Japan indicated yesterday that it would not rush to resume imports of US beef until assessing concerns about mad cow disease amid intense US pressure ahead of a visit by US Secretary of State Condoleezza Rice.
"We cannot say when at the moment" Japan will lift the ban, Chief Cabinet Secretary Hiroyuki Hosoda, the government spokesman, told a news conference.
He emphasized that Japan had already accepted a key US demand by agreeing not to test every cow to be slaughtered.
The stumbling point is how to test the cows' ages, with Japan saying there is not enough evidence to go ahead with methodology proposed by the US.

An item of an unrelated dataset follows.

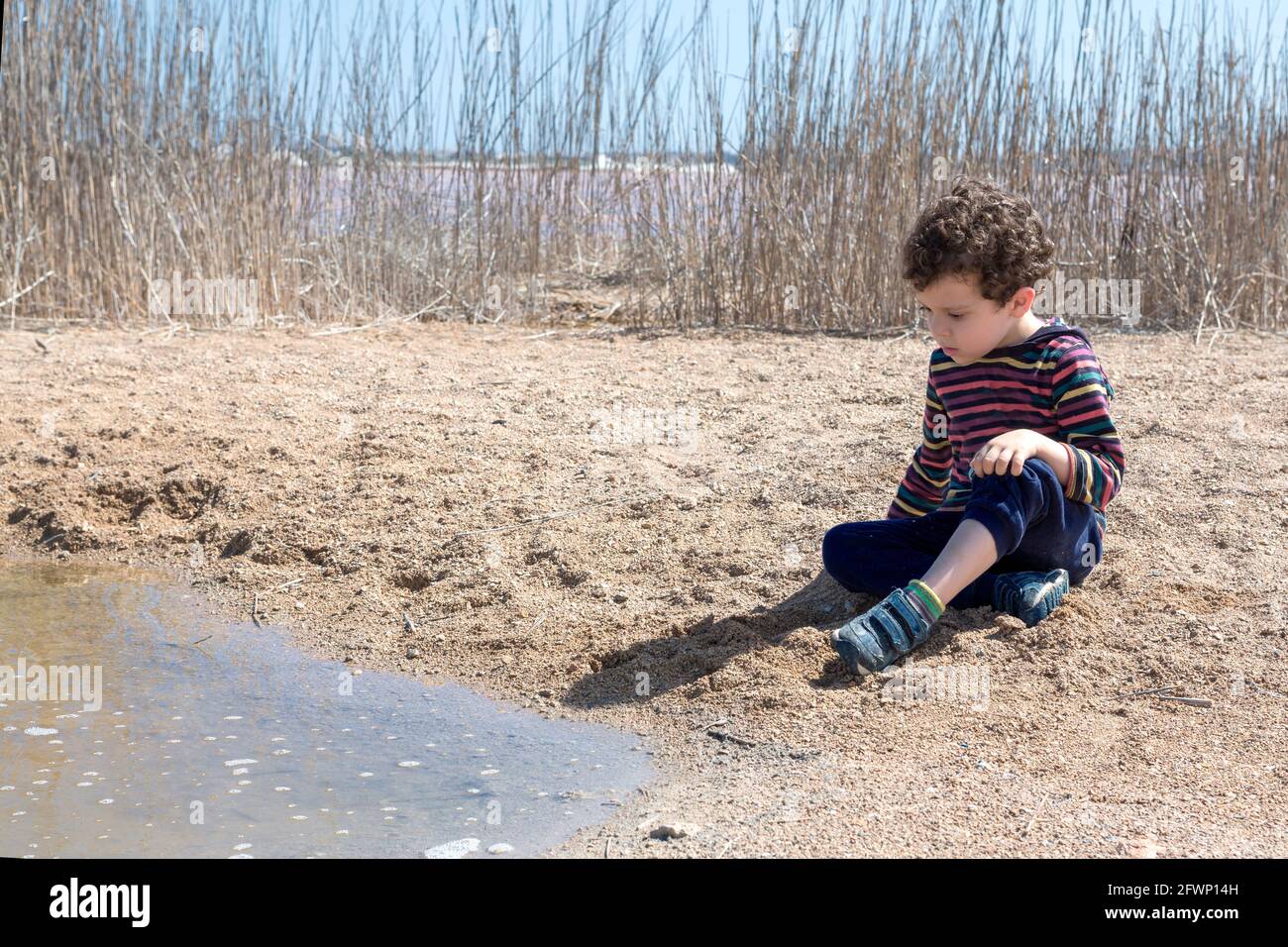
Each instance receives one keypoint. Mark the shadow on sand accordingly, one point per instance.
(706, 646)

"The US proposals came after we reached a scientific conclusion in Japan that cows younger than 20 months old can be exempted from all-out checks," Hosoda said.
Japan used to be the biggest foreign market for US beef but shut off the multibillion-dollar trade in December 2003 after a cow slaughtered in Washington state was found to have bovine spongiform encephalopathy (BSE) or mad cow disease, linked to a fatal brain condition in humans.

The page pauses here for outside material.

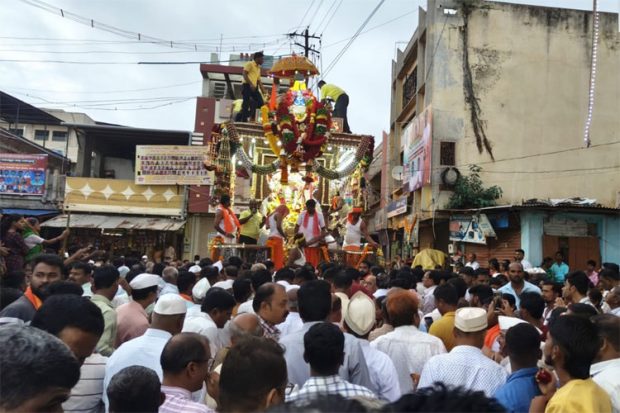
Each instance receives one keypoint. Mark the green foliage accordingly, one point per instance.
(469, 192)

Members of the US Congress from farm states have called for trade sanctions against Japan unless it resumes buying US beef soon.

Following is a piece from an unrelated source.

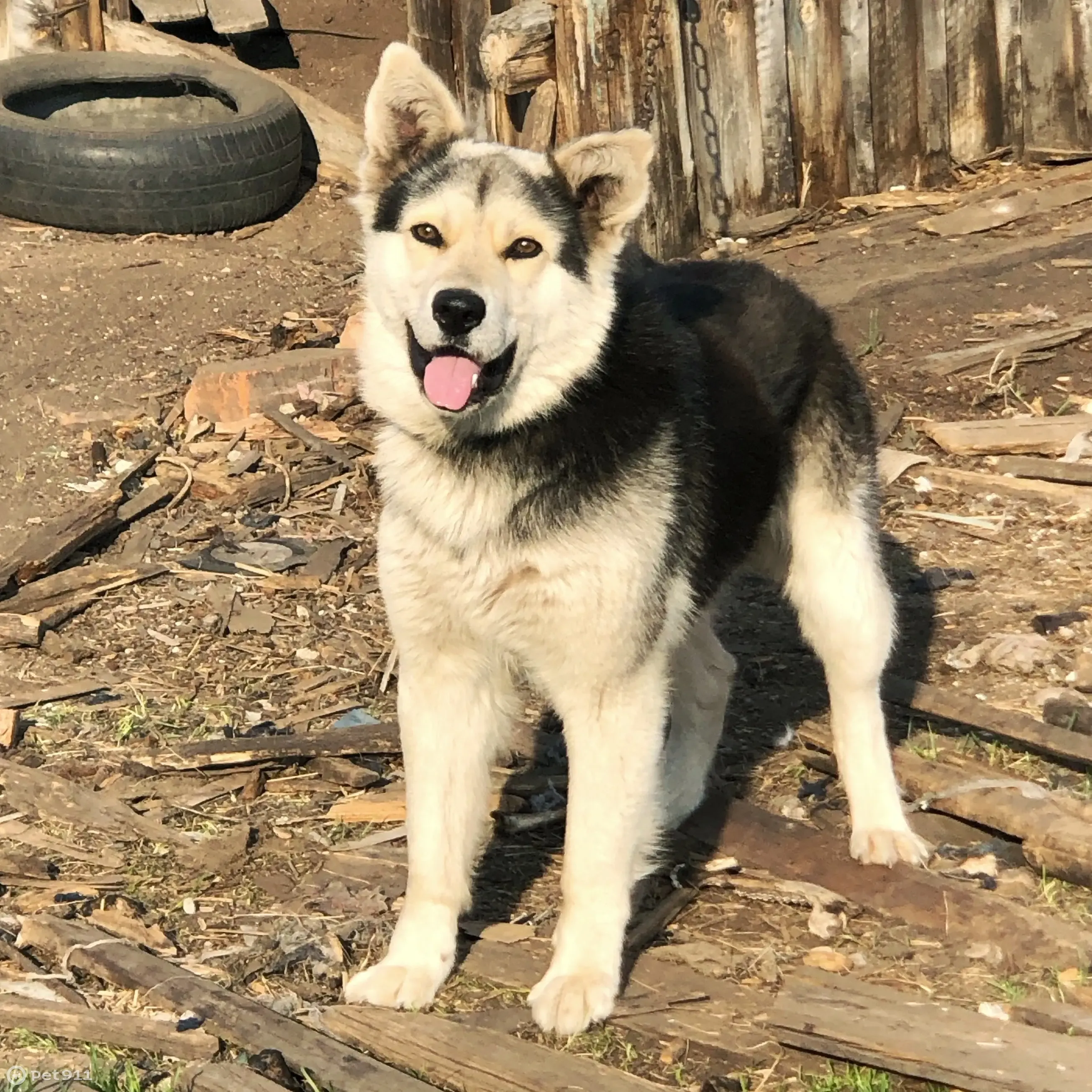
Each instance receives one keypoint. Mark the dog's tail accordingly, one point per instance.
(31, 28)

US President George W. Bush personally urged Japanese Prime Minister Junichiro Koizumi, one of his key international allies, to lift the ban in a telephone call last Wednesday, a message Rice is expected to emphasize in meetings in Tokyo on Saturday.
Yasufumi Tanahashi, the state minister overseeing food safety, said the government would "watch independent debate" at the experts' panel on beef, suggesting Tokyo would not put political pressure on it before Rice's visit.